Tradicionalmente las recomendaciones nutricionales han sido iguales para hombres y mujeres, pero en realidad los estudios científicos eran exclusivamente con varones y, de manera generalista, se hacían extensibles al género femenino. En la actualidad sabemos que las demandas de las chicas son bien diferentes a las del sexo opuesto, por factores hormonales o metabólicos, entre  otros aspectos.  A continuación exponemos una serie de ideas con el fin de hacer hincapié en las necesidades de la mujer deportista.

 

Controla el hierro

Las mujeres pierden entre 1,2  a 2mg por día de hierro durante la menstruación. La importancia de esta sustancia reside en su determinante papel en la formación de glóbulos rojos (encargados de transportar el oxígeno). Sin duda, es un componente clave en el metabolismo aeróbico. El ejercicio intenso además disminuye la absorción de hierro. Un déficit de este mineral podrá provocar sensación de fatiga, debilidad e incluso anemia.  Esta circunstancia debe ser controlada en mujeres deportistas, ya que las probabilidades de sufrir problemas derivados de las carencias del hierro en nuestro cuerpo son más altas.

  • Incorpora alimentos ricos en hierro (especialmente de origen animal) como los berberechos,  los huevos…
  • Las fuentes de hierro de origen vegetal (las lentejas o espinacas) que tradicionalmente han sido los grandes ejemplos, tienen unas concentraciones más bajas que las de origen animal y su asimilación es mucho menor.
  • Modera el consumo de alimentos que dificultan la absorción del hierro como la fibra insoluble, el café o el té.

 

Aumenta el consumo de ácido fólico

Los folatos son sustancias muy vinculadas al metabolismo del hierro. El más conocido es el ácido fólico, un folato simple necesario para la producción de glóbulos rojos, el crecimiento y la proliferación de otras células. Se encargan de la síntesis, reparación y el funcionamiento del ADN. Por eso controlar sus niveles es tan importante especialmente en embarazadas.

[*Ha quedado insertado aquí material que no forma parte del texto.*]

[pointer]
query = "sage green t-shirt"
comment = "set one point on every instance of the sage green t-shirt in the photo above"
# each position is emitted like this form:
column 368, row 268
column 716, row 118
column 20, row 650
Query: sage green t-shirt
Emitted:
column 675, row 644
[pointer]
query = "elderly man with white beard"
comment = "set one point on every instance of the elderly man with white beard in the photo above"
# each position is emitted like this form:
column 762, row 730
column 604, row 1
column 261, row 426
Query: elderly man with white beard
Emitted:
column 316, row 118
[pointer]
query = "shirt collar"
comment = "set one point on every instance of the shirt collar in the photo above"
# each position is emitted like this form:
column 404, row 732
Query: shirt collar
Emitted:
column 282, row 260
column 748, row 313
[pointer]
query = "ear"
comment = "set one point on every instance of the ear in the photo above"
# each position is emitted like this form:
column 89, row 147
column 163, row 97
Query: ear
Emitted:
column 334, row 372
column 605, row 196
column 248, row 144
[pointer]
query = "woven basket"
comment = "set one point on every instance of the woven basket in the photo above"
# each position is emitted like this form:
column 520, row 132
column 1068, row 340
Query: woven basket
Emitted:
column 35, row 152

Algunos de los alimentos con alto contenido en folato son las verduras de hoja verde (espinaca, acelga, escarola), las legumbres o los cacahuetes. También aparecen en la parte externa del grano de cereal, por tanto otra buena razón para consumir productos integrales o no refinados.

 

Fortalece tus huesos

Nuestros huesos están en un proceso constante de formación y destrucción. Debemos entender que es una parte “viva” pues continuamente pueden regenerarse (en las fases de crecimiento este proceso es más marcado). El calcio y la vitamina D ayudan a esta situación. La exposición solar moderada (20´al día) facilita la absorción de este micronutriente.

Además, debes realizar ejercicio de fuerza, para tonificar tus músculos y articulaciones. Conseguirás reducir el nivel de tensión sobre el hueso y el riesgo de fractura será menor. Incorpora en tus rutinas de entrenamientos gestos que incluyan impacto, como el salto a la comba. Ayudará a que tengas un esqueleto mucho más resistente.

Ya hemos visto que las necesidades de la mujer deportista tienen puntos diferenciados con respecto a los hombres. En consecuencia, debemos adaptarnos a esos requerimientos con el fin de llevar un control más minucioso de nuestra salud.